Rocket science has been regarded as something tough to understand. However, the going gets easy for those who have managed to crack it. In its initial years, Elon Musk's SpaceX recorded scores of failures, but once it got its bearings right, it managed to launch and even relaunch its rockets with a rapid turnaround.

This has been made possible as not much has changed in rocket design and execution over the years. The rocket nozzle design, for instance, has not changed in over 100 years. But Bremen-based Polaris wants to change the status quo and make the first flight of a LAS rocket engine.

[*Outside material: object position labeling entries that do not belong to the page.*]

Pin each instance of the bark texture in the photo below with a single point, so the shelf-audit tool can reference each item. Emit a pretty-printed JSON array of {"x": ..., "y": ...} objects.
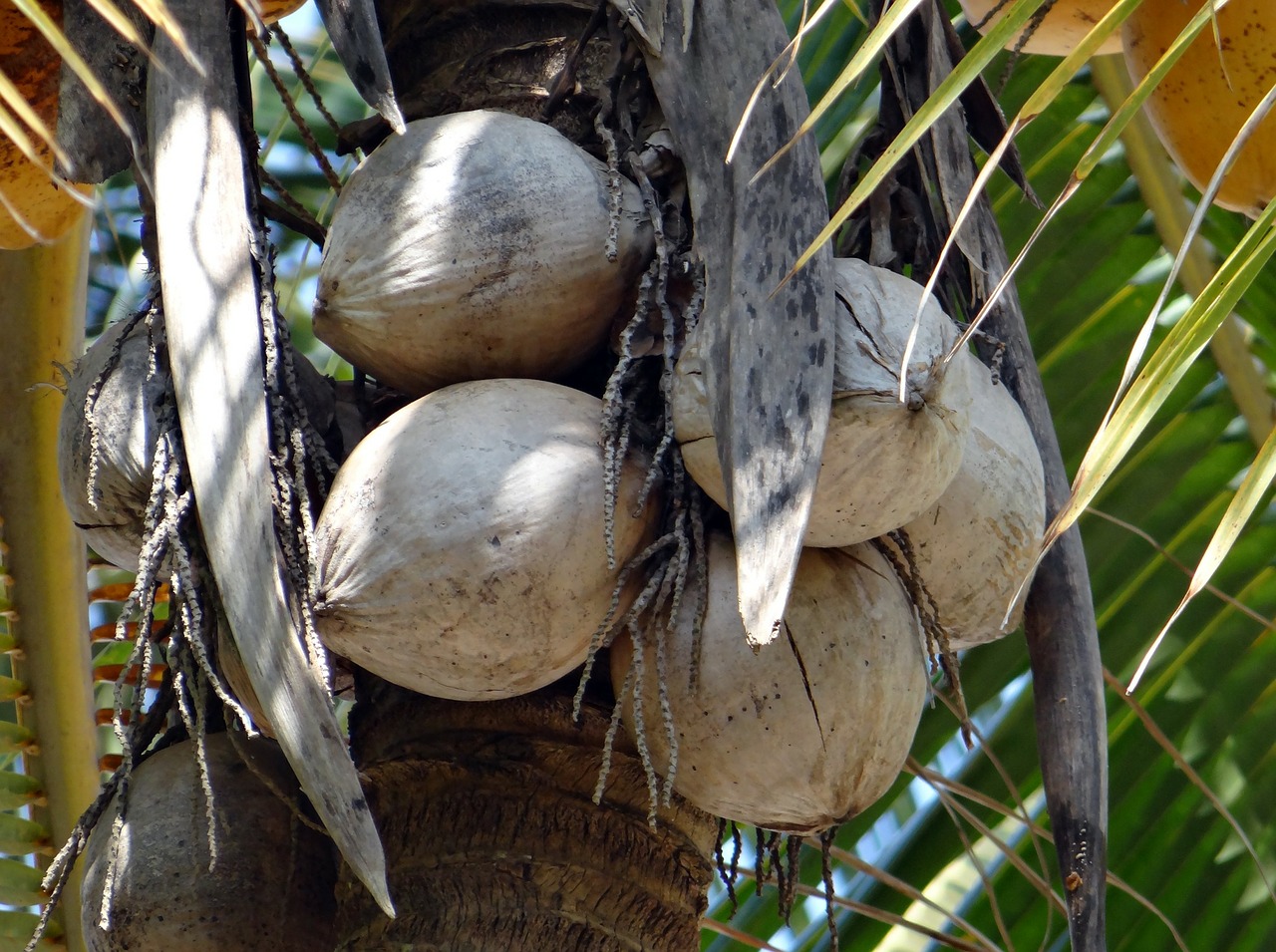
[{"x": 494, "y": 841}]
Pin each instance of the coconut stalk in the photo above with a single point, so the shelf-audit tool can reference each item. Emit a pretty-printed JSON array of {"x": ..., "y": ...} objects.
[
  {"x": 42, "y": 320},
  {"x": 212, "y": 308}
]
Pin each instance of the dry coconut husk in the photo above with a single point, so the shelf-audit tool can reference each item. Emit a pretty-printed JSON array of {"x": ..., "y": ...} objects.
[
  {"x": 975, "y": 547},
  {"x": 463, "y": 550},
  {"x": 273, "y": 878},
  {"x": 884, "y": 461},
  {"x": 809, "y": 730},
  {"x": 108, "y": 433},
  {"x": 106, "y": 446},
  {"x": 478, "y": 245}
]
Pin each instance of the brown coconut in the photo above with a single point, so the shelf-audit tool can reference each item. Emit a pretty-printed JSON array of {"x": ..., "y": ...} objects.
[
  {"x": 975, "y": 547},
  {"x": 813, "y": 728},
  {"x": 884, "y": 461},
  {"x": 272, "y": 883},
  {"x": 477, "y": 245},
  {"x": 463, "y": 551},
  {"x": 1058, "y": 33}
]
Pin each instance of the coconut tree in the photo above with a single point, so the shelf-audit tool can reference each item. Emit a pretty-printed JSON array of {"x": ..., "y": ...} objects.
[{"x": 1176, "y": 756}]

A standard feature of all rockets is the bell-shaped nozzle that allows the gases from the combustion chamber to escape at an accelerated pace and generate thrust. The design of the nozzle has remained a constant feature of rockets for decades, limiting what rockets can do.

The issue is that the design works well at one ambient pressure, but as the rocket ascends, it becomes less efficient. To overcome this, scientists use multi-stage rockets so that different nozzles can be deployed to maximize efficiency.

One way to overcome the hassle of multi-stage rockets is using a Linear AeroSpike (LAS) engine. The concept has been around since the 1950s and has also been experimented with by NASA for its Space Shuttle successor, X-33/VentureStar and the SR-71 Blackbird.

Polaris

At first glance, the LAS might look like a radically different design. However, a deeper look and one finds that it too follows the cross-section of the bell-shaped nozzle but has one side which is open. The combustion chambers are arranged in series on top.

When the hot gases leave the chambers, the spike of the design contains one side, while the air pressure takes the place of the missing cross-section of the bell-shaped nozzle. When the rocket ascends and air pressure drops, the virtual bell is designed to expand and maintain the efficiency of the engine.

Since a single-stage rocket can work efficiently, scientists can use this design to make smaller, lighter rockets that carry heavier payloads. In other applications, this could translate to higher ranges or speeds that exceed a few Machs.

The natural question that follows is that if scientists have known this for more than 50 years, why hasn't a LAS engine been tested in flight so far? The reason is due to the tremendous amount of heat generated in the design and the lack of materials that can handle them.

With the advances made in 3D printing, it has now become easier to not only use newer materials but also design better cooling systems to get these systems into action.

Polaris has already built three such demonstrators, and the German government grant plans to make the scaled spaceplane demonstrator bigger than its predecessors.